Excerpt from: Extras by Scott Westerfeld





Down and Out

"Moggle," Aya whispered. "You awake?"

Something moved in the darkness. A pile of dorm uniforms rustled, as if a small animal stirred underneath. Then a shape slipped from among the folds of spider silk and cotton. It rose into the air and floated toward Aya's bed. Tiny lenses gazed at her face, curious and alert, reflecting starlight from the open window.

Aya grinned. "Ready to go to work?"

In answer, Moggle flashed its night-lights.

"Ouch!" Aya squeezed her eyes shut. "Don't do that! It's vision-wrecking!"

She lay in bed another moment, waiting for the spots to fade. The hovercam nuzzled against her shoulder apologetically.

"It's okay, Moggle-chan," she whispered. "I just wish I had infrared too."

Lots of people her age had infrared vision, but Aya's parents had this thing about surge. They liked to pretend the world was still stuck in the Prettytime, when everyone had to wait until they turned sixteen to change themselves. Crumblies could be so fashion-missing.

So Aya was stuck with her big nose -- definitely ugly -- and her normal vision.
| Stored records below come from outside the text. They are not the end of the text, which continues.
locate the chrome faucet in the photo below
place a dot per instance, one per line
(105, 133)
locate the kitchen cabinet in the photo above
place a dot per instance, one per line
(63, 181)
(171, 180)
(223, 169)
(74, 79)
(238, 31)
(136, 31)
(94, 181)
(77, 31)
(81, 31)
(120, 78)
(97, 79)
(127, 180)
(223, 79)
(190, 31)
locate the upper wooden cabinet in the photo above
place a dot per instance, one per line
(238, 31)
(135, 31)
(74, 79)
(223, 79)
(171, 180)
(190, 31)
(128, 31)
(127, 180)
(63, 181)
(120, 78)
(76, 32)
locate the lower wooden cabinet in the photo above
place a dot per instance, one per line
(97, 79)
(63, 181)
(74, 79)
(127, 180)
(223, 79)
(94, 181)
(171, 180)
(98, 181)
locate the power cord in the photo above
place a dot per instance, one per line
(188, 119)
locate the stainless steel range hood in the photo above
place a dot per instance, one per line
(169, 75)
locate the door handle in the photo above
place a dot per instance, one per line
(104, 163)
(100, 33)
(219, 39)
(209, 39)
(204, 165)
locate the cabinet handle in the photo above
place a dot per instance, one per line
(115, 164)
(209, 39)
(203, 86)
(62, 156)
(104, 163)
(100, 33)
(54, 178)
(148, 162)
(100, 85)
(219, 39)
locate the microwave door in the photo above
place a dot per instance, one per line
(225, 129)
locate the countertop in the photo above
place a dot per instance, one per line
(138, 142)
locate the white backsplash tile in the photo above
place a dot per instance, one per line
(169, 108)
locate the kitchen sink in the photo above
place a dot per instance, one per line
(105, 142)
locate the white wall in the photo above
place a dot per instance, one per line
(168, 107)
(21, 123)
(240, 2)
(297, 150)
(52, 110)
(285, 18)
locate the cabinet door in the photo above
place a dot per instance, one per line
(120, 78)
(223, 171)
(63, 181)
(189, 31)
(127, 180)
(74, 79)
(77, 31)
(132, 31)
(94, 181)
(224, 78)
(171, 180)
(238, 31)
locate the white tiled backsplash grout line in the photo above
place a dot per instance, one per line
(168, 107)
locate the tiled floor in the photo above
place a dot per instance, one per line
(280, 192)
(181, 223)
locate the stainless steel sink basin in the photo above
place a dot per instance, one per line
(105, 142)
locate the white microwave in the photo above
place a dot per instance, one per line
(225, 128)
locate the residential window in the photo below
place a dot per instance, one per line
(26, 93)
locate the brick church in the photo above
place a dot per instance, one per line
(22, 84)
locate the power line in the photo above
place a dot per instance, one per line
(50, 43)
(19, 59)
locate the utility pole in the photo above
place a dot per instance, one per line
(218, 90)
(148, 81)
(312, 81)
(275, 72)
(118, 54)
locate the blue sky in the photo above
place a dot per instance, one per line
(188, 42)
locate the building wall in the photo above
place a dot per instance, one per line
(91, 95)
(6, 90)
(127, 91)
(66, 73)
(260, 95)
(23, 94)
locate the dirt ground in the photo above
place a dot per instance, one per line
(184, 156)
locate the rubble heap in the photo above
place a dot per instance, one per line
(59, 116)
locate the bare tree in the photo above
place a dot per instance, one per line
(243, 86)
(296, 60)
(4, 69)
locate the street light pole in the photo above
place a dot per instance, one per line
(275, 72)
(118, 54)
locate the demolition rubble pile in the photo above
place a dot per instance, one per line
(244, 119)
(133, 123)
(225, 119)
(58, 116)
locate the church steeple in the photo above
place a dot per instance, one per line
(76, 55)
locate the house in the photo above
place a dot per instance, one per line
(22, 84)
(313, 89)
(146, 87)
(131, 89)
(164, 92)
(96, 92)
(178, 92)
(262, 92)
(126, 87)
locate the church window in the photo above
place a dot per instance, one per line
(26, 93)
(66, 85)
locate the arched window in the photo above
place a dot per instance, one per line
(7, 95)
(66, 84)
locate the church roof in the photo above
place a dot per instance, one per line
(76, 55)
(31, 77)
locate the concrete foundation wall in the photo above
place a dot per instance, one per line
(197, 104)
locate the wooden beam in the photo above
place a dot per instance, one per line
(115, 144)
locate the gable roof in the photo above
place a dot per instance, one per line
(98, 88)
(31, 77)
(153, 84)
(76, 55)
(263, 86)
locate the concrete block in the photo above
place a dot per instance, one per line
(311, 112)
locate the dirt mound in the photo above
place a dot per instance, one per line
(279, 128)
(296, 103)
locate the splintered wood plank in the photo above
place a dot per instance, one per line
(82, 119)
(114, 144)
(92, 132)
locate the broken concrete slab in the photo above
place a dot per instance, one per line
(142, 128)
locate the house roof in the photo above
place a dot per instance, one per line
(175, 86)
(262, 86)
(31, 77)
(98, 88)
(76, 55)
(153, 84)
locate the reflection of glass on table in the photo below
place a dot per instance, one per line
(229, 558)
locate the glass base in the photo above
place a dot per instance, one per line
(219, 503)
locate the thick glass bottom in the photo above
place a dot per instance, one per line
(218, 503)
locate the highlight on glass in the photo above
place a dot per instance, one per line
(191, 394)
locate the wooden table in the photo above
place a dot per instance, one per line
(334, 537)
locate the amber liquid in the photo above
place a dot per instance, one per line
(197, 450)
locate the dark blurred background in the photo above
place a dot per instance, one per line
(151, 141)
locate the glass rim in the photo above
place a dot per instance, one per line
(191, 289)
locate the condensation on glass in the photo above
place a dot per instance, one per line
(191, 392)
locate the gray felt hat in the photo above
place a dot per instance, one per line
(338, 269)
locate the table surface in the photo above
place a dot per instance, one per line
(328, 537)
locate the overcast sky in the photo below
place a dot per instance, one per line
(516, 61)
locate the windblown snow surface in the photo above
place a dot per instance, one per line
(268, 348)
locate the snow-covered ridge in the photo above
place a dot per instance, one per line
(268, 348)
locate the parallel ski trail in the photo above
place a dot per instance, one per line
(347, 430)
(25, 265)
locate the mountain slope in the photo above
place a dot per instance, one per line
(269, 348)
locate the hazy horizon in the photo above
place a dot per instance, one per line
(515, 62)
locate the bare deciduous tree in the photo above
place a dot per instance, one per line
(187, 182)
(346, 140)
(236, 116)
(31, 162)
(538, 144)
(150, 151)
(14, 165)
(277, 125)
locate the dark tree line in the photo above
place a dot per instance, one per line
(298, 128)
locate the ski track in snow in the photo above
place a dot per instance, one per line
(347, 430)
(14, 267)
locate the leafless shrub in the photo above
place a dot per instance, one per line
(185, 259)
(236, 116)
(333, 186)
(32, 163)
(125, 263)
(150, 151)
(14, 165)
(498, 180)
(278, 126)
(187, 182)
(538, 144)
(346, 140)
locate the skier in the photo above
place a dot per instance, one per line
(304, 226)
When she'd moved out of her home and into a dorm, her parents had given her permission to get an eyescreen and skintenna, but that was only so they could ping whenever they wanted. Still, it was better than nothing. She flexed her finger and the city interface flickered to life, layering across her vision.

"Uh-oh," she said to Moggle. "Almost midnight."

She didn't remember dozing off, but the tech-head bash must have already started. It was probably crowded by now, packed enough with surge-monkeys and manga-heads that nobody would notice one ugly extra snooping around.

Besides, Aya Fuse was an expert at being invisible. Her face rank was proof of that. It sat unmoving in the corner of her vision: 451,396.

She let out a slow sigh. In a city of a million, that was total extra-land. She'd had her own feed for almost two years now, had kicked a great story just a week ago, and was still anonymous.

Well, tonight was finally going to change that.

"Let's go, Moggle," she whispered, and slipped out of bed.

A gray robe lay in a shapeless puddle at her feet. Aya pulled it over her dorm uniform and tied it at the waist, then perched on the windowsill. She turned to face the night sky slowly, easing one leg, then the other, out into the cool air.

She slipped on her crash bracelets, glancing at the ground fifty meters below.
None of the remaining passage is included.